L’emendamento è stato adottato con 177 voti a favore (tutta la destra dei Républicains) e 141 contrari (tutta la sinistra, gli ecologisti e la maggioranza di governo En Marche presente in aula). "Nessuno può soltanto dubitare che qui si prende di mira unicamente il velo islamico. Sarebbe ipocrita dire il contrario", ha protestato il ministro dell’Interno, Gérald Darmanin, decisamente contrario. In Francia la legge vieta l’ostentazione di segni religiosi – velo, croce, kippah – per i dipendenti pubblici nell’esercizio delle loro funzioni.
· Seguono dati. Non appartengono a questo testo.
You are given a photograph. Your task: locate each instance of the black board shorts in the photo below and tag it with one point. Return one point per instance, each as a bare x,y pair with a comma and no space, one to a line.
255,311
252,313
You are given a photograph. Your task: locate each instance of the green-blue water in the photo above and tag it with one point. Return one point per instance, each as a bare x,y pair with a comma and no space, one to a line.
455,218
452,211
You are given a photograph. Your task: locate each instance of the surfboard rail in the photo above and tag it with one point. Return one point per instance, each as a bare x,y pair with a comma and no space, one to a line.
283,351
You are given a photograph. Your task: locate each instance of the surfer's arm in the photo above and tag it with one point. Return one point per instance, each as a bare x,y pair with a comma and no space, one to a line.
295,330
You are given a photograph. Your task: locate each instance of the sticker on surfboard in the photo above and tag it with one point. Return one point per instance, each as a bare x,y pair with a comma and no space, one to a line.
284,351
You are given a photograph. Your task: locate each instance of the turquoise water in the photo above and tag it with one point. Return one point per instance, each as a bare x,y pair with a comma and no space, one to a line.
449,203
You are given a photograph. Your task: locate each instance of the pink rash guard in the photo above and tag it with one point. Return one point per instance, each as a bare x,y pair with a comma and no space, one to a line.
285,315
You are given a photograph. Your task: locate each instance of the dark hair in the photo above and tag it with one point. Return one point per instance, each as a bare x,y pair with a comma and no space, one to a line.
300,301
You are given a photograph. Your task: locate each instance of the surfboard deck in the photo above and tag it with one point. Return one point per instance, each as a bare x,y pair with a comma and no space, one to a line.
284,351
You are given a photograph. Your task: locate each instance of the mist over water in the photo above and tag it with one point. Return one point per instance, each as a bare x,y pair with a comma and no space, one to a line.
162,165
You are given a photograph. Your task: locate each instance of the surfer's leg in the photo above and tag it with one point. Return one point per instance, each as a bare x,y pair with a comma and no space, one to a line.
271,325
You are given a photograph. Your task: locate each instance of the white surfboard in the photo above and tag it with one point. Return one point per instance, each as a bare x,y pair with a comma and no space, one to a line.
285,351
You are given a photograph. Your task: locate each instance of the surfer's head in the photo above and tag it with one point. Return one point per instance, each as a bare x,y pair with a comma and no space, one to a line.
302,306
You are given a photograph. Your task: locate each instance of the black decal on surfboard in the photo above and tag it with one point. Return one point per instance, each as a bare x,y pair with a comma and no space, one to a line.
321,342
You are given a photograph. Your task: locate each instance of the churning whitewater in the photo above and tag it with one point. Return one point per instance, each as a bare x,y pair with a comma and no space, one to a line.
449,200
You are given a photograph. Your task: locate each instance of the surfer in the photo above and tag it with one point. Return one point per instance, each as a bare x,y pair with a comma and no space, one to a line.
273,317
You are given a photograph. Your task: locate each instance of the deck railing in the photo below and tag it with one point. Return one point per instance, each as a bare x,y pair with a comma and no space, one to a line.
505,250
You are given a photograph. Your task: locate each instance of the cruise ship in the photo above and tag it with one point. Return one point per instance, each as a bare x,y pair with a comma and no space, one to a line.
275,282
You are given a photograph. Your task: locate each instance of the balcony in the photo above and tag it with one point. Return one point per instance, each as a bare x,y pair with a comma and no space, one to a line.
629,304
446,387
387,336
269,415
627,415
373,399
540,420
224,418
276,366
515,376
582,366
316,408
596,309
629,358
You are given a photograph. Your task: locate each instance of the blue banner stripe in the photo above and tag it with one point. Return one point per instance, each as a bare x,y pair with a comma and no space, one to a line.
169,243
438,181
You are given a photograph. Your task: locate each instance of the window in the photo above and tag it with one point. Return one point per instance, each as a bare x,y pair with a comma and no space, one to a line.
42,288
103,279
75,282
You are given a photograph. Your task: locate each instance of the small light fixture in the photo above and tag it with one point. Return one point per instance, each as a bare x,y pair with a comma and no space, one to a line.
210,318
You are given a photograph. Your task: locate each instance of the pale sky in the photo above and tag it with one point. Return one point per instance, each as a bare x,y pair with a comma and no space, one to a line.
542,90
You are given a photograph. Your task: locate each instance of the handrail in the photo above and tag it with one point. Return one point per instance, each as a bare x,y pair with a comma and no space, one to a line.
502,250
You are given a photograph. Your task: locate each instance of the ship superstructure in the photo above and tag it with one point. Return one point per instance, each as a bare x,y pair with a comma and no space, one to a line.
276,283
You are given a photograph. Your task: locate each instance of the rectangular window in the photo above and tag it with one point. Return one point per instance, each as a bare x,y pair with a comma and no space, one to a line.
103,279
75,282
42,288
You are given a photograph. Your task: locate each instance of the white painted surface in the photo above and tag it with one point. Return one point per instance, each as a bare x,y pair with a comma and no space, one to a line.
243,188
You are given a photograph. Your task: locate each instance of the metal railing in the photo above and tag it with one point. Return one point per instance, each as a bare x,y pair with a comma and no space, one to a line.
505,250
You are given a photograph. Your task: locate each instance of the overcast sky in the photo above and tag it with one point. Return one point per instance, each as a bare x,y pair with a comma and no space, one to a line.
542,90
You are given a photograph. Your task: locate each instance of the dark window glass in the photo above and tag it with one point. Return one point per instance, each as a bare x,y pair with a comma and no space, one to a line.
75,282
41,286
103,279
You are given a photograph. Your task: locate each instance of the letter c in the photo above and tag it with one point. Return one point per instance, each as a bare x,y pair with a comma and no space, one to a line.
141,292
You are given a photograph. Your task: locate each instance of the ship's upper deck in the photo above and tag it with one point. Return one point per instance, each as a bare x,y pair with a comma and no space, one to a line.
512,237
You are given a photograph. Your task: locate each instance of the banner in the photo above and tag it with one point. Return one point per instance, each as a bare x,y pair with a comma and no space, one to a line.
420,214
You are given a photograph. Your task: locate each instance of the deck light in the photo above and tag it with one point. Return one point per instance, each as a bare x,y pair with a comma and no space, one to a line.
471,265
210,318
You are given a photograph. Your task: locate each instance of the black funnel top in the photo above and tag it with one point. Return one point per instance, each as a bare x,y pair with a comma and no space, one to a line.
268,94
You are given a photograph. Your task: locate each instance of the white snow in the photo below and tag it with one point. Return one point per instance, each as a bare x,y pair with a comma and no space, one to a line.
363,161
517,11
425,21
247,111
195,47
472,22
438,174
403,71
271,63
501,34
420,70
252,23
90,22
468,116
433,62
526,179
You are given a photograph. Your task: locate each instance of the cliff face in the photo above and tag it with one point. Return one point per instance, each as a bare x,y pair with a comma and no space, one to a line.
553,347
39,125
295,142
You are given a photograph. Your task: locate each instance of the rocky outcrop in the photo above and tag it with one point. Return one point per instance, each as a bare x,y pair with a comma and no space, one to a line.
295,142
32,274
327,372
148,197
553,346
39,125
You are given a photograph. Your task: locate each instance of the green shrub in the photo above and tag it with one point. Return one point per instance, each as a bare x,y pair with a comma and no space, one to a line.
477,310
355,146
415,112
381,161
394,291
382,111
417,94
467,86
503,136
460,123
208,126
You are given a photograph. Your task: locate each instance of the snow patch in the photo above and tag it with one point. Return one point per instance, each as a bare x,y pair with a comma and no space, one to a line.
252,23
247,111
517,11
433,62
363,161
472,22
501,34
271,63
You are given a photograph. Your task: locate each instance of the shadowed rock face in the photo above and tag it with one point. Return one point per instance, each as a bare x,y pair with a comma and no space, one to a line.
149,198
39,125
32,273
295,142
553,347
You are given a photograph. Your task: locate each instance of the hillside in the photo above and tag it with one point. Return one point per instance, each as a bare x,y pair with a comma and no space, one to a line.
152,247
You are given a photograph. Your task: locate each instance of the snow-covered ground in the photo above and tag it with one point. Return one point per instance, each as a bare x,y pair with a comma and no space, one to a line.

La destra ha invece riportato la discussione su chi accompagna le classi nelle gite, spesso madri di bambini. Devono essere considerate "collaboratrici occasionali" del servizio pubblico e sottoposte quindi al "principio di neutralità"? Darmanin ha affermato che l’emendamento "sarà certamente censurato" dal Consiglio costituzionale.